Earlier this month, Fidelity Investments, the largest manager of money market mutual funds with over $500 billion, posted a Q&A piece entitled, "A Discussion of the Expiration of the U.S. Treasury Temporary Guarantee Program for Money Market Funds," which discussed the ending of the Treasury Guarantee, recent market conditions, and expenses associated with the program. We excerpt from the article below.

The Fidelity Q&A first asks, "Q: What has happened to the U.S. Treasury Temporary Guarantee Program for Money Market Funds?" It says, "A. As planned, the program expired on September 18, 2009. Fidelity's general purpose and tax-exempt money market funds had participated in the program since its inception in September 2008. However, Fidelity's money market funds that invest primarily in U.S. Government and Treasury securities had not participated in the program since April 30, 2009. Under the temporary program, the U.S. Treasury guaranteed the share price of any publicly offered eligible money market mutual fund that applied for and paid a fee to participate in the program. Throughout its duration, the coverage applied only to investments held in participating money market funds as of the close of business on September 19, 2008."

The brief then asks, "Q. Have short-term credit market conditions improved over the past year? If so, what does that mean for Fidelity's money market funds?" It answers, "A. Overall market conditions for money market investing have improved since the Treasury program began last fall. Even though it was highly unlikely that the coverage would have been needed for any of our funds, we understood that the program reassured some of our investors. Fidelity money market funds continue to invest in high-quality securities, and our customers continue to have full access to their investments any time they wish. Most importantly, we have been proactive in keeping our money market funds safe and in protecting the $1.00 net asset value, which has always been our #1 objective in managing these funds."

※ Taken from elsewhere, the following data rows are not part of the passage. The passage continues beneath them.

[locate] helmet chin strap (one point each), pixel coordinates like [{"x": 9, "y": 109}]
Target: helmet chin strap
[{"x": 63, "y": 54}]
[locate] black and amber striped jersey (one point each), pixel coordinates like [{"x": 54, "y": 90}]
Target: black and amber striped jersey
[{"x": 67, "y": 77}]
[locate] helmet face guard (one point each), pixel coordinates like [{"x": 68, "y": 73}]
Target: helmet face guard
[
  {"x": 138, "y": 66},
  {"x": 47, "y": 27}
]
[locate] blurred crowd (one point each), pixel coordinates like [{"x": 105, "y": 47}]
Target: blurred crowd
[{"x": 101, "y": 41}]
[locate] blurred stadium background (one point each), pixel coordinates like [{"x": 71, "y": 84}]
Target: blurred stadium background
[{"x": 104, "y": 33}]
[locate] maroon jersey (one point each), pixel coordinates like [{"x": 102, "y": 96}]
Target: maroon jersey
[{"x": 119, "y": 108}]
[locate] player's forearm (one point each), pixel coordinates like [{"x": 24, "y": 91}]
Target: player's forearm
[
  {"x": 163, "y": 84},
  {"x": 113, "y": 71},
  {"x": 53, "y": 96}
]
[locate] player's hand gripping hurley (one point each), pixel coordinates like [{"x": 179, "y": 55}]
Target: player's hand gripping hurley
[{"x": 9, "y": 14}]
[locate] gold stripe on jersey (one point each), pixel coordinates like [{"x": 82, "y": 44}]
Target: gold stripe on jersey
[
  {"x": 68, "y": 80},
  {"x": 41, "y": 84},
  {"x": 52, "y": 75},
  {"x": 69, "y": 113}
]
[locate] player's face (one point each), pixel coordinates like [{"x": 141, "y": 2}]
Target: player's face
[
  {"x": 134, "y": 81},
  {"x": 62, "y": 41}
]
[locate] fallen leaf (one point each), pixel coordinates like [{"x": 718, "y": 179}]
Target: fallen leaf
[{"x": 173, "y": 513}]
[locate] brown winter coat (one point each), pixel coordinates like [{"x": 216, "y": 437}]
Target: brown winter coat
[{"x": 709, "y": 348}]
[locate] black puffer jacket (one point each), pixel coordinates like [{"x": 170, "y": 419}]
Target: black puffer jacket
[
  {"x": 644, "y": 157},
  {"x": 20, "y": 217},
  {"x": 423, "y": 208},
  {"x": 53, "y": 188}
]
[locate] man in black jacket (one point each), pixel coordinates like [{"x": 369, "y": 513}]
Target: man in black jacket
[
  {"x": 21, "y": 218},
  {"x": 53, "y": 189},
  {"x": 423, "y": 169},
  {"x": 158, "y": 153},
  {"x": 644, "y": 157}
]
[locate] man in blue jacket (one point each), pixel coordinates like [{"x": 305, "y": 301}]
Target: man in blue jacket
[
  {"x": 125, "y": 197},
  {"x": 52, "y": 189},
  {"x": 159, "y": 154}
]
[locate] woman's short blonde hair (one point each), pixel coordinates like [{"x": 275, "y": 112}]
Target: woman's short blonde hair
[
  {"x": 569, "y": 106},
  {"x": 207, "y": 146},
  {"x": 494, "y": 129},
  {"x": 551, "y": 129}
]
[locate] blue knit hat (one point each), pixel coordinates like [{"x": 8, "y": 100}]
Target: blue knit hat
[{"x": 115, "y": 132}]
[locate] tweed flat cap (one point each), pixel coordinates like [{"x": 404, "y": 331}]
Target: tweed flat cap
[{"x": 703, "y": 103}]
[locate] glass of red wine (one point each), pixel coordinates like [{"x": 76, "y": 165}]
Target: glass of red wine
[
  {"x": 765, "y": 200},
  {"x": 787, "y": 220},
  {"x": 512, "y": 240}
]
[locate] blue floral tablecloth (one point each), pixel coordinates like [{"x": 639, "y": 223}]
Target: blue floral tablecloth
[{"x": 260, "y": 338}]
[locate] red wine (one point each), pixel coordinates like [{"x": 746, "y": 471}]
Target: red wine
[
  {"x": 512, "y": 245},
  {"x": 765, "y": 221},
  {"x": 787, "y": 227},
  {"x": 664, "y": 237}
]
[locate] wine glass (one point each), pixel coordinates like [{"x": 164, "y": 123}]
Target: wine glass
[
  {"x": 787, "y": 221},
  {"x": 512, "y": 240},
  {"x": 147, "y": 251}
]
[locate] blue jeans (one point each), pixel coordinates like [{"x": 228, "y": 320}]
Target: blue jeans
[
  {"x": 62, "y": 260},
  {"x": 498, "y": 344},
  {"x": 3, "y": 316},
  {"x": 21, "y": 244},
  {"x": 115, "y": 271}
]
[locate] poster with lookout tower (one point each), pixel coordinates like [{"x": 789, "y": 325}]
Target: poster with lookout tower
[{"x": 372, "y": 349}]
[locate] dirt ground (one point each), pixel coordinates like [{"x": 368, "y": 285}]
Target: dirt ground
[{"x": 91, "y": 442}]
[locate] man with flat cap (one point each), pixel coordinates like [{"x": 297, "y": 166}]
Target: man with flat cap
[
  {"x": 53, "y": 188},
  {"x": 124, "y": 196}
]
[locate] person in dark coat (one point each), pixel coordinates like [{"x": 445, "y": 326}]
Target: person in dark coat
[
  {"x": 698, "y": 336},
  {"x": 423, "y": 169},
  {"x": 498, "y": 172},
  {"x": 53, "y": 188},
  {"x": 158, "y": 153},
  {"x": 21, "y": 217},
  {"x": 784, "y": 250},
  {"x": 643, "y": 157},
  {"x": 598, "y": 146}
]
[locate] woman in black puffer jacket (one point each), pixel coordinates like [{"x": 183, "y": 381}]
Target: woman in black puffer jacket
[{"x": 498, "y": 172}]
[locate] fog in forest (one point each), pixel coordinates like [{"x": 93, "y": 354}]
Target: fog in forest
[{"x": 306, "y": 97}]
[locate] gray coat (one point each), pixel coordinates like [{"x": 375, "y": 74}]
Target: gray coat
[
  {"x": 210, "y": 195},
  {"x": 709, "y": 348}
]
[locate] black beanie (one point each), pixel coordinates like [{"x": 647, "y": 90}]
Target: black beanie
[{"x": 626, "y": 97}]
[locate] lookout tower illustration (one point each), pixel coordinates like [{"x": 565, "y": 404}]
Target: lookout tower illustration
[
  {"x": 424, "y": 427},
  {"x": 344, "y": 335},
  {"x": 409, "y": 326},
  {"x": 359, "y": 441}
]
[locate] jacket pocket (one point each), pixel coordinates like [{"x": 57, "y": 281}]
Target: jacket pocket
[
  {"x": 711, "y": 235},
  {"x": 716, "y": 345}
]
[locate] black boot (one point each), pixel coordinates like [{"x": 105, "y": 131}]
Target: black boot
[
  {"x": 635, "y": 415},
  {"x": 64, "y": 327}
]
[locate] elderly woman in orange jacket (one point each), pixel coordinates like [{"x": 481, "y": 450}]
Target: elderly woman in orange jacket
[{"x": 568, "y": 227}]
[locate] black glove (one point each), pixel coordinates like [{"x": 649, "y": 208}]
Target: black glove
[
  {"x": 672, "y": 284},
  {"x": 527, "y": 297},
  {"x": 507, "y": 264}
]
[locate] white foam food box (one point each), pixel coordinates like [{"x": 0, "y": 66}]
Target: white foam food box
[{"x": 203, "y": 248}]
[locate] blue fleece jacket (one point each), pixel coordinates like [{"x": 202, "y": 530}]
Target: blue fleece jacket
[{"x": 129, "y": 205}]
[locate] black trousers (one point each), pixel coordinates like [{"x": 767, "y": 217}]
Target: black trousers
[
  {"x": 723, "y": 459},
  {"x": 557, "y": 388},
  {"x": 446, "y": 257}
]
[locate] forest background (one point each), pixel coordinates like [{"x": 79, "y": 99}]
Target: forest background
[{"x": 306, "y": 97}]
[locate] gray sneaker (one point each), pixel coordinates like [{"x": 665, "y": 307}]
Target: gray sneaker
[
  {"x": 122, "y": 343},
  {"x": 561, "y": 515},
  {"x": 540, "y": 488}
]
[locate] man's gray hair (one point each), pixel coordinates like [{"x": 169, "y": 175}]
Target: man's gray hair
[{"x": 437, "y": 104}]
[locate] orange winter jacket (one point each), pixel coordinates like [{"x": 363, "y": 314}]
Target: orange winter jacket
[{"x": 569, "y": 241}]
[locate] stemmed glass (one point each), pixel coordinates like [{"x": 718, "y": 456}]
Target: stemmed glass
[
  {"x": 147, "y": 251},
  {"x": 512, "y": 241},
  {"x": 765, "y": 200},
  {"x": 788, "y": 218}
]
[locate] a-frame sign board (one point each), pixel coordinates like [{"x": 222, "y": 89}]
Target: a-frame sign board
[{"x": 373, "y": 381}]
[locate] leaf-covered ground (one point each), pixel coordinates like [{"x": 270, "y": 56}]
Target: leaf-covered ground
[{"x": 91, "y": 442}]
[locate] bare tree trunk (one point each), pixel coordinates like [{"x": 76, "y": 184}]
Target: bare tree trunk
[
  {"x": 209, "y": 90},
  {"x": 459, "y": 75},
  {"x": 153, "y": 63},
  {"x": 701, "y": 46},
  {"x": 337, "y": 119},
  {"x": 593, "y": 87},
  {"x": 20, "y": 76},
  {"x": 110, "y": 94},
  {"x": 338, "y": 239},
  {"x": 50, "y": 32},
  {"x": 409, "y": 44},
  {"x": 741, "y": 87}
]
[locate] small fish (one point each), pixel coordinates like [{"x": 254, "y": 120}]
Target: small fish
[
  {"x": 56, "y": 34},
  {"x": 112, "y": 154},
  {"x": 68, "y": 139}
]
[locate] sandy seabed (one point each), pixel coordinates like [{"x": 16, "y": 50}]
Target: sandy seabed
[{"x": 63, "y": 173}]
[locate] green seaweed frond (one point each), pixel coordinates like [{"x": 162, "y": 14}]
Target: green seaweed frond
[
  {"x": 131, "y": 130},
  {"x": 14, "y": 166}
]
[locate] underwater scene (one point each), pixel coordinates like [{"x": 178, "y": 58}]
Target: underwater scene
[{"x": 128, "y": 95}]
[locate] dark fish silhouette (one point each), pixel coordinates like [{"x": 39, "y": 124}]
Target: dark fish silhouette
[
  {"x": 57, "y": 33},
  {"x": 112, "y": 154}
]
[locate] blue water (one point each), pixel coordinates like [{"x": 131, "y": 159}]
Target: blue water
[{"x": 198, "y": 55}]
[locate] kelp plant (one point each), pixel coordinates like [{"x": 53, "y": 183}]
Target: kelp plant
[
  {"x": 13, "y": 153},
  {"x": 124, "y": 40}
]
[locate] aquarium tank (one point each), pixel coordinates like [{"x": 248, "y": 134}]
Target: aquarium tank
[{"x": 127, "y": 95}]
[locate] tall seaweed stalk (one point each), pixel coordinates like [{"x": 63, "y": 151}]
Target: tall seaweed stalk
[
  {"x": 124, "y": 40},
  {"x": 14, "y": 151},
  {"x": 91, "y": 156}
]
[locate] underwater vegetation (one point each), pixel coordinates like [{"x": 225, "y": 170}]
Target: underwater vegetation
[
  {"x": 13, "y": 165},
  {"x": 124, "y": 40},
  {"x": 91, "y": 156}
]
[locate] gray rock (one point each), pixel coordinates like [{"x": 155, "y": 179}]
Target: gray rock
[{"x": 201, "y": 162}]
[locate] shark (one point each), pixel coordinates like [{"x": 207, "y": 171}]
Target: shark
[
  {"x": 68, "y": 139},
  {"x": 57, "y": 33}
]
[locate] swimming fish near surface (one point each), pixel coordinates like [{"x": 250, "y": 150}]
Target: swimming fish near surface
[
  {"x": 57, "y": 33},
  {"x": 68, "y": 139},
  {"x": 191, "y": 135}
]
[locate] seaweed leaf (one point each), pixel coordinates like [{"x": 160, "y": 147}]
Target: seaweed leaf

It continues, "Q. Why did Fidelity participate in the Treasury program to insure money market funds? A. At the time the temporary program began, Fidelity and the Board of Trustees for the money market funds believed it was in the interests of our fund shareholders to participate in the temporary program. Again, though we believed it was highly unlikely that the insurance would be needed for any of our funds, we wanted to reassure our investors that their money market funds would continue to provide safety and liquidity for their cash investments. Q. How much did Fidelity's funds pay to participate in the program? A. Each of Fidelity's funds paid 0.04 percent, or four basis points, to participate in the program over the insured period."

Next, the Q&A asks, "Q. How will my fund's expenses be affected now that the Guarantee Program has expired?" It answers, "A. Now that the Guarantee Program has expired, each money market fund will no longer charge fees to be covered under the insurance program. Each fund will charge expenses as it did before the Guarantee Program, as detailed in the fund's prospectus." It also asks, "Q. Is the program expiring for all money market funds or are there money funds that will still carry the insurance?" It answers, "A. As of September 18, 2009, the program has expired for all money market funds. Again, the program was temporary in nature and the coverage applied only to investments held in participating money market funds as of the close of business on September 19, 2008."

Finally, it asks, "Q. Should an investor take action now that the insurance has expired?" It responds, "A. Your investment decisions should be based on your own personal investment goals. If your question is about the safety of your money market investments, we can tell you that our funds continue to invest in money market securities of high quality, and our customers continue to have full access to their investments any time they wish. Most importantly, we have been proactive in keeping our money market funds safe and in protecting the $1.00 net asset value, which has always been our #1 objective and will continue to be our main priority in managing these funds."